Results
SARS-CoV-2 infection was detected in 91 patients (77 detected by RT-PCR and 14 by serology). Eight pediatric COVID-19 cases were excluded for bacterial coinfection. Panel 21 was performed in 56 laboratory confirmed COVID-19 patients, seven patients had coinfection with rhinovirus. Respiratory viruses were detected in 195 patients and 31 were excluded for bacterial coinfection.
Therefore, 76 patients were included in Group 1; 157 patients in Group 2. Table 1 present demographical and clinical features of patients in Group 1 and 2.
Patients with underlying conditions were in two groups and were described in Table 2.
The ORP identified in Group 2 were: human rhinovirus/enterovirus, n=132/157 (84.0%); adenovirus, n= 18/157 (11,5%); bocavirus n=8/157 (5%); RSV, n=6/157 (3.8%); other coronavirus n=3/157 (1.9%); influenza, parainfluenza and parechovirus, n=2/157 (1.3%) each one. 17/157 (10,8%) had viral coinfections, of which 94,1% (16/17) was attributed to rhinovirus/enterovirus.
Laboratory exams and radiological abnormalities frequency of two groups were exhibited in table 3.
In Group 1, nine patients had multisystem inflammatory syndrome in children (MIS-C), of which none presented viral coinfection. 50% of all deaths (4/8) occurred in MIS-C patients. Table 4 show outcomes and treatment in two groups.

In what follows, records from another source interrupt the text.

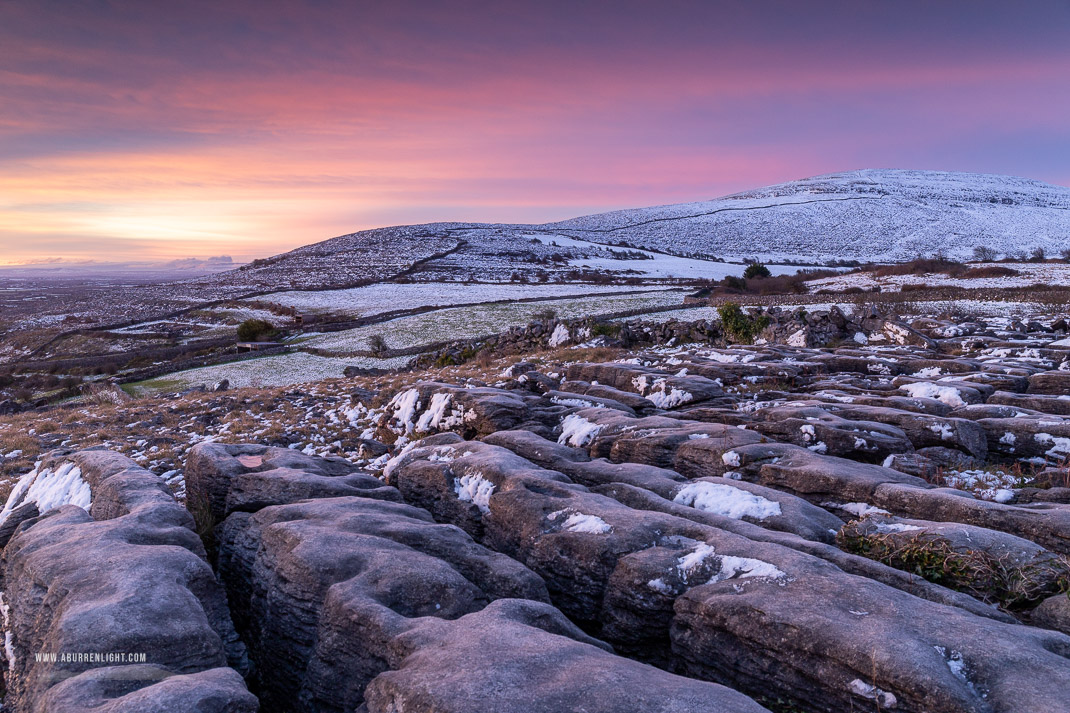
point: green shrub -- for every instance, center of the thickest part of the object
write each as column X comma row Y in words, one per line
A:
column 755, row 270
column 255, row 330
column 605, row 329
column 738, row 325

Further analysis between SARS CoV-2 infection compared to only rhinovirus showed that the last group were significantly younger [135 (1-215) months vs 63 (2-216 months of age); p=0.001]; presented higher frequency of coughing [30/74 (41%) vs 73/123 (59%); p=0.01], lower frequency of fever [52/76 (69%) vs 62/130 (48%); p=0.01] and shorter duration of fever [median of 2 (0-15) vs 1 (0-12) days; p=0.02] compared to the former group. On the other hand, SARS-CoV-2 group presented the following signs/symptoms more frequently: anosmia [7/48 (15%) vs 2/85 (2%); p=0.01]; pneumonia [17/76 (22%) vs 6/130 (5%); p<0.001]; myalgia [18/62 (29%) vs 7/88 (8%); p=0.001]; headache [18/58 (31%) vs 14/91 (15%); p=0.03] and rash [7/74 (10%) vs 2/120 (2%); p=0.03]. SARS-CoV-2 group also presented with higher ferritin levels [median 201 (15-35,976) vs 85 (18-3,837); p=0.002] and lower leucocyte count [median 6,470 (430-25,890) vs 8,630 (170-21,120); p=0.01]. Radiographic abnormalities were found more frequently in SARS-CoV-2 group [25/49 (51%) vs 20/67 (30%); p=0.03]. Use of antibiotics [40/76 (53%) vs 49/131 (38%); p=0.04], oseltamivir [20/76 (26%) vs 13/131 (10%); p=0.003], intravenous immunoglobulin [7/75 (9%) vs 2/131 (2%); p=0.01] and enoxaparin [7/76 (9%) vs 1/130 (1%); p=0.004] were more frequent in SARS-CoV-2 group. Furthermore, SARS-CoV-2 group presented with poorer outcomes: higher rates of hospitalization [51/76 (67%) vs 58/131 (44%); p=0.002], PICU admission [18/76 (24%) vs 5/130 (4%); p<0,001], need of oxygen [23/76 (30%) vs 19/131 (15%); p=0.01], shock [8/76 (11%) vs 3/131 (2%); p=0.02], mechanical ventilation [9/76 (12%) vs 3/131 (2%); p=0.01], use of vasoactive agents [5/76 (7%) vs 1/131 (1%); p=0.03] and cardiac abnormalities [10/76 (13%) vs 1/130 (1%); p<0.001].
There were no statistically significant differences between seven cases of rhinovius/enterovirus and SARS-CoV-2 coinfected patients and those in Group 1 (p>0.05).